Minister of Transport
- In office 5 August 2002 – 18 November 2002
- Prime Minister: Bülent Ecevit
- Preceded by: Oktay Vural
- Succeeded by: Binali Yıldırım

Personal details
- Born: 1929 Kayseri, Turkey
- Died: 20 June 2009 (aged 80) Ankara, Turkey
- Party: Independent
- Alma mater: Ankara University, Law School Freiburg University

= Naci Kınacıoğlu =

Turkish politician

Naci Kınacıoğlu (1929 – 20 June 2009) was a Turkish academic and interim Minister of Transport between 5 August and 18 November 2002. He entered office as an Independent politician three months before the general election of 2002 as required by the Turkish Constitution.

==Early life and career==

===Education===
Naci Kınacıoğlu was born in Kayseri in 1929 and graduated from Ankara University Faculty of Law in 1953. In 1954, he worked on a doctorate from the Freiburg University in Germany, specialising in copyright law. He submitted his doctorate in 1958 to the Ankara Economic and Commercial Sciences Academy. He became a docent in 1962 and a professor in 1969.

===Academic career===
In 1976, he became a member of the Council of Europe Sub-Commission on Local Government. Between 1982 and 1988, he worked as an assistant rector at Gazi University. At Gazi, he also worked as the Director of the Business Department at the School of Economics and Administrative Sciences, Director of the Institute of Social Sciences, President of the Publications Committee, Head of the Circulating Capital Enterprise Presidency and General Co-ordinator of obligatory course studies.

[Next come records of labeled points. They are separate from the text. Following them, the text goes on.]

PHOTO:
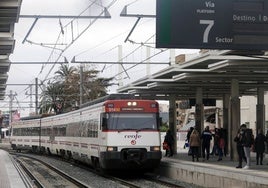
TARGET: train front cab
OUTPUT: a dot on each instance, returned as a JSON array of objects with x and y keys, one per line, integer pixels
[{"x": 130, "y": 158}]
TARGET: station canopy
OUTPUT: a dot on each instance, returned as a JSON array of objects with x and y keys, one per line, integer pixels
[{"x": 212, "y": 70}]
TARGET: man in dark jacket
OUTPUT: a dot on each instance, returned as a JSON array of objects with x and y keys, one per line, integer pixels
[
  {"x": 259, "y": 146},
  {"x": 239, "y": 146},
  {"x": 206, "y": 138}
]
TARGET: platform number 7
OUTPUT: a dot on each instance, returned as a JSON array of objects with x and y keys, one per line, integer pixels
[{"x": 210, "y": 24}]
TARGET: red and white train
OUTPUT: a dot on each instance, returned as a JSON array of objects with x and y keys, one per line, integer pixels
[{"x": 114, "y": 132}]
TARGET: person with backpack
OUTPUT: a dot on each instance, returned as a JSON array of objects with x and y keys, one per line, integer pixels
[{"x": 247, "y": 141}]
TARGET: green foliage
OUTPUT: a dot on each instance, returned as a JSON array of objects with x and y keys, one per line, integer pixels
[{"x": 63, "y": 93}]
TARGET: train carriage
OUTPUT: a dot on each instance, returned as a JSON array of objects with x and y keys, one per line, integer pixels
[{"x": 114, "y": 132}]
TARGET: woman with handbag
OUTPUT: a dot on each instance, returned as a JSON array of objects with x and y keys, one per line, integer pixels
[{"x": 195, "y": 144}]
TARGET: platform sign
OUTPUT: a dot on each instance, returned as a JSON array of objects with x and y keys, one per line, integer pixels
[{"x": 212, "y": 24}]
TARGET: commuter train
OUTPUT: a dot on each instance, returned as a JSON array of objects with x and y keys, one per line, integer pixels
[{"x": 113, "y": 132}]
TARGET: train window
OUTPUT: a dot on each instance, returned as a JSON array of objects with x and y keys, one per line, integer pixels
[{"x": 132, "y": 121}]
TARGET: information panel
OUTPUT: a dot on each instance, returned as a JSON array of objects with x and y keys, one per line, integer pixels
[{"x": 212, "y": 24}]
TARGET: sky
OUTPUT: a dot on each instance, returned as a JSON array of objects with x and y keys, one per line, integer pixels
[{"x": 85, "y": 39}]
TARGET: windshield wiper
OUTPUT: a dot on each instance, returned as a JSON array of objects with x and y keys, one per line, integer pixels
[{"x": 126, "y": 129}]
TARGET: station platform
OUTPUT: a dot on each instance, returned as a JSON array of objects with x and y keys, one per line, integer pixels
[
  {"x": 209, "y": 174},
  {"x": 213, "y": 173},
  {"x": 9, "y": 175}
]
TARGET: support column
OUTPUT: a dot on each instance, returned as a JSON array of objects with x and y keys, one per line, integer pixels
[
  {"x": 234, "y": 117},
  {"x": 225, "y": 121},
  {"x": 199, "y": 110},
  {"x": 260, "y": 111},
  {"x": 172, "y": 120},
  {"x": 225, "y": 116}
]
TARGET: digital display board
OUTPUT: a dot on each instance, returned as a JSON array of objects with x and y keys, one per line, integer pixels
[{"x": 212, "y": 24}]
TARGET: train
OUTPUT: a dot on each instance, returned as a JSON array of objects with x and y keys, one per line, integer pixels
[{"x": 114, "y": 132}]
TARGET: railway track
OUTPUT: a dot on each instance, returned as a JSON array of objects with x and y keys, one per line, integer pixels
[
  {"x": 126, "y": 180},
  {"x": 45, "y": 175}
]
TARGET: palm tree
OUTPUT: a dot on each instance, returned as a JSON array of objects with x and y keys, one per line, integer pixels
[
  {"x": 52, "y": 98},
  {"x": 64, "y": 92}
]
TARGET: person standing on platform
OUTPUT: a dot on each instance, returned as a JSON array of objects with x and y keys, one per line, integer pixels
[
  {"x": 195, "y": 144},
  {"x": 259, "y": 145},
  {"x": 221, "y": 144},
  {"x": 239, "y": 146},
  {"x": 247, "y": 142},
  {"x": 206, "y": 137},
  {"x": 170, "y": 141}
]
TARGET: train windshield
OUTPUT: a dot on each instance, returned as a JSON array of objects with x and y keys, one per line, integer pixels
[{"x": 132, "y": 121}]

Between 1988 and 1992, he served as the rector of Erciyas University. Later, he returned to Gazi University Faculty of Law to become President of the Department of Private Law Department and Head of Legal Department. He retired in 1998. Between 1999 and 2002, he was the President of the Owners of Science and Literature Works Careers Association (İLESAM). He has authored several works and articles on commercial law and intellectual property rights.

==Minister of Transport==
In accordance with Article 114 of the Constitution of Turkey, the positions of Minister of Justice, Minister of the Interior and Ministry Minister of Transport are delegated to non-partisan Independents three months before a general election to reduce any unfair electoral advantage of the incumbent government. As a result, Kınacıoğlu was appointed as the Minister of Transport, succeeding Oktay Vural on 5 August 2002. He served until a new government was formed following the 2002 general election.